What Type of Mortgage?
You should seek proper advice on the type of mortgage that is suitable in your situation, particularly in view of the limited period of time during which you may need the mortgage. Do not forget to inform the bank if you are benefiting from the 30%-ruling. If the mortgage is linked to a capital insurance, you may be faced with additional tax consequences. Be sure to get expert advice!
Deemed Rental Value and WOZ-Value
Those who own a house and use it as their principal place of residence have to report a certain amount – related to the home ownership – on their income tax return. This amount is a percentage of the value of the house, and is called the eigenwoningforfait (or deemed rental value). The eigenwoningforfait based on the official value of the house, also known as the WOZ-value, which is determined every year by the municipality. Every year, the owner receives a so-called WOZ-beschikking (WOZ-decision), ‘confirming’ the value of the house, which is used as a basis for determining a number of levies and taxes and has been created in order to rule out the possibility of arbitrariness. The general applicable rate of the eigenwoningforfait is 0.75% of the WOZ-value (a higher rate applies if your house is worth more than € 1.06 million).

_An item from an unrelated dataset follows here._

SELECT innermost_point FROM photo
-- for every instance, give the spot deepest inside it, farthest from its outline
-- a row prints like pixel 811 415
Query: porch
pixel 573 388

The balance of the deemed rental value and the interest can be deducted from your income. You can only deduct your own share in the mortgage.
Preliminary Tax Refund
You can receive a tax refund on the mortgage interest deduction every month by requesting a preliminary negative tax bill from the tax authorities. This is done by means of a special form. The tax authorities will then deposit the refund directly into your bank account.